Titre : Lune de miel, le baiser du sphynx
Auteur.ice : Bastien Vivès
Edition : Casterman
Date de parution : 05 février 2025
Genre du livre : Thriller
Après un silence de plusieurs années et une pseudo autobiographie publiée dans une toute jeune maison d’édition, Bastien Vivès revient à la fiction. Alors qu’il s’est auto-saboté, en éructant des propos misogynes et en incitant à la pédopornographie, il semblerait que Vivès ait réussi à regagner la confiance de son éditeur Casterman. Mais mérite celle du public ? Rien n’est moins sûr.

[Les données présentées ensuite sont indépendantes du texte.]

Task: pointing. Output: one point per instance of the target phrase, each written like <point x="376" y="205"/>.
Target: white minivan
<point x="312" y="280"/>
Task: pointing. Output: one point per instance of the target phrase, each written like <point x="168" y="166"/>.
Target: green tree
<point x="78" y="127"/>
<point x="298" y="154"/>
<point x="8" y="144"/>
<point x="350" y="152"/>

Auteur réputé notamment pour sa productivité – avec régulièrement plusieurs ouvrages publiés la même année – Vives s’était vu offrir une mise au vert forcée il y a trois ans. À l’époque, l’exposition inédite que lui consacre le festival Angoulême fait polémique. En cause, un ouvrage paru quatre ans plus tôt dans lequel le Petit Paul, un garçon de dix ans, est doté d’un organe génital pas si petit que ça. En fait son pénis est tellement grand que les femmes de son entourage ne peuvent résister à la tentation d’en profiter. Sur la seule image que l’on peut encore trouver – l’album ayant été censuré depuis – le Petit Paul confond la poitrine disproportionnée de sa sœur (décidément, c’est de famille !) avec le pi d’une vache. À partir de ce moment-là, la machine s’enraie. Sont exhumés des ténèbres de sa carrière, conversations et messages à caractère misogyne et pédopornographique.
Lune de miel. Lune de fiel. D’une certaine manière, le cas Vives, c’est un peu le Polanski du neuvième art. L’homme à abattre, celui contre lequel la vindicte populaire a été inflexible. À la différence du cinéaste, ce ne sont pas des actes qui lui sont reprochés. Mais son iconographie et ses paroles. Les défenseurs de l’auteur exploitent d’ailleurs cet argument et invoquent la sacro-sainte liberté d’expression. Comme toujours. Mais l’opinion est clivée, penchant plutôt en sa défaveur. Nombreuses associations qui luttent contre l’inceste rappellent les limites légales de ce droit. Vivès, acculé, se tourne alors vers l’autobiographie qu’il dit exécrer, comme pour justifier l’œuvre plaintive et égocentrée qu’il s’apprête à produire. Sous couvert d’humour, La vérité sur l’affaire Bastien Vivès prend la forme d’un plaidoyer anti-wokiste.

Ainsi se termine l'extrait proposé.